Les règles concernant les obligations de production de documents varient également considérablement selon les juridictions. M. Cao a partagé son point de vue selon lequel en Chine continentale, il n’existe pas de règles de conduite professionnelle similaires telles que le Code de conduite du Barreau de Hong Kong. et les modèles de règles de conduite professionnelle aux États-Unisqui réglementent les questions éthiques. Il n’y a également aucune obligation pour les parties de produire des documents. Dans des institutions telles que la CIETAC, des lignes directrices sur les preuves ont été publiées contenant des règles similaires à celles de l’IBA sur l’obtention des preuves.. En raison de l’absence d’un régime systématique régissant la production de documents ainsi que de règles explicites de conduite professionnelle en Chine continentale, des propositions fortes ont été faites pour mettre en œuvre des lois non contraignantes pour répondre aux préoccupations en matière de normes éthiques, dans le but de parvenir à une compréhension commune entre les acteurs juridiques internationaux. société en Chine.

Différentes approches dans l’évaluation des sentences arbitrales contaminées par la corruption

Mme Willems a partagé qu’il existe une divergence persistante entre la jurisprudence des différentes juridictions en fonction des différents tests appliqués pour évaluer les sentences sur la question de politique publique. Une question clé est de savoir si le tribunal devrait : (1) procéder à une telle analyse rétrospective en se mettant à la place des arbitres pour décider s’il était raisonnable pour l’arbitre de découvrir la corruption ou (2) procéder à une évaluation distincte des faits avec de nouveaux des preuves qui n’étaient disponibles qu’après le prononcé des sentences arbitraires. Le tribunal français a adopté un test dit des « drapeaux rouges » pour évaluer s’il existe des indicateurs sérieux, spécifiques et cohérents de corruption lors de l’attribution du contrat, afin d’examiner les sentences arbitrales pour des raisons d’ordre public international. Cela se distingue de l’approche du tribunal anglais consistant à ne pas rechercher s’il y a eu fraude et corruption dans la formation du contrat si cet argument avait déjà été examiné par le tribunal. M. Falkof a observé que le tribunal français semble privilégier la politique publique visant à éviter la corruption par rapport à la politique publique du caractère définitif de l’arbitrage, alors que le tribunal anglais a adopté la position opposée.
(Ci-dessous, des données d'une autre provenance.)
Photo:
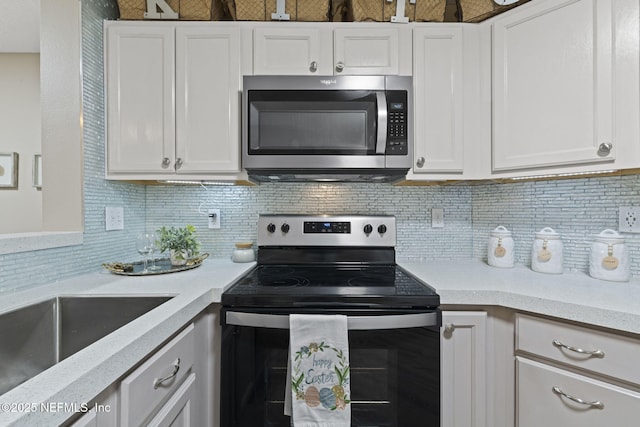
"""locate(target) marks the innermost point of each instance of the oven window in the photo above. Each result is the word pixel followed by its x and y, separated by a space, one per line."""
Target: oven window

Mme Willems a souligné que dans le cas de Alexander Brothers Limited contre Alstomles sentences arbitraires ont été contestées devant les tribunaux suisses, français et britanniques sur la question de la corruption. Le Tribunal fédéral suisse a refusé d’annuler les sentences arbitrales, estimant qu’il n’avait pas compétence pour enquêter sur les faits concernant l’allégation de corruption avancée par l’une des parties à la procédure. Lorsque l’exécution des sentences arbitrales a fait l’objet d’un appel en France, le tribunal français a annulé l’ordonnance d’exécution et, après avoir entendu les preuves contemporaines, il a trouvé des indicateurs sérieux, précis et cohérents de corruption d’agents publics. Cependant, lorsque la partie a tenté de contester les sentences au Royaume-Uni, le tribunal anglais a rejeté les mêmes arguments pour des raisons d’ordre public.


Conclusion

Cette table ronde a fourni des informations précieuses sur les complexités et les défis rencontrés dans l’arbitrage international, en particulier lorsqu’il s’agit de questions de fraude et de corruption. Les panélistes ont partagé des points de vue approfondis sur des questions telles que l’adoption d’une approche plus interventionniste de la part des tribunaux arbitraux, la nécessité d’une plus grande transparence dans certaines affaires d’arbitrage et le maintien de normes éthiques élevées dans toutes les juridictions. Cette discussion a souligné l’évolution du paysage de l’arbitrage international et les mesures critiques nécessaires pour maintenir continuellement son intégrité.

Cet article fait partie de notre couverture « en direct » de la Hong Kong Arbitration Week. Plus de couverture de la semaine est disponible ici.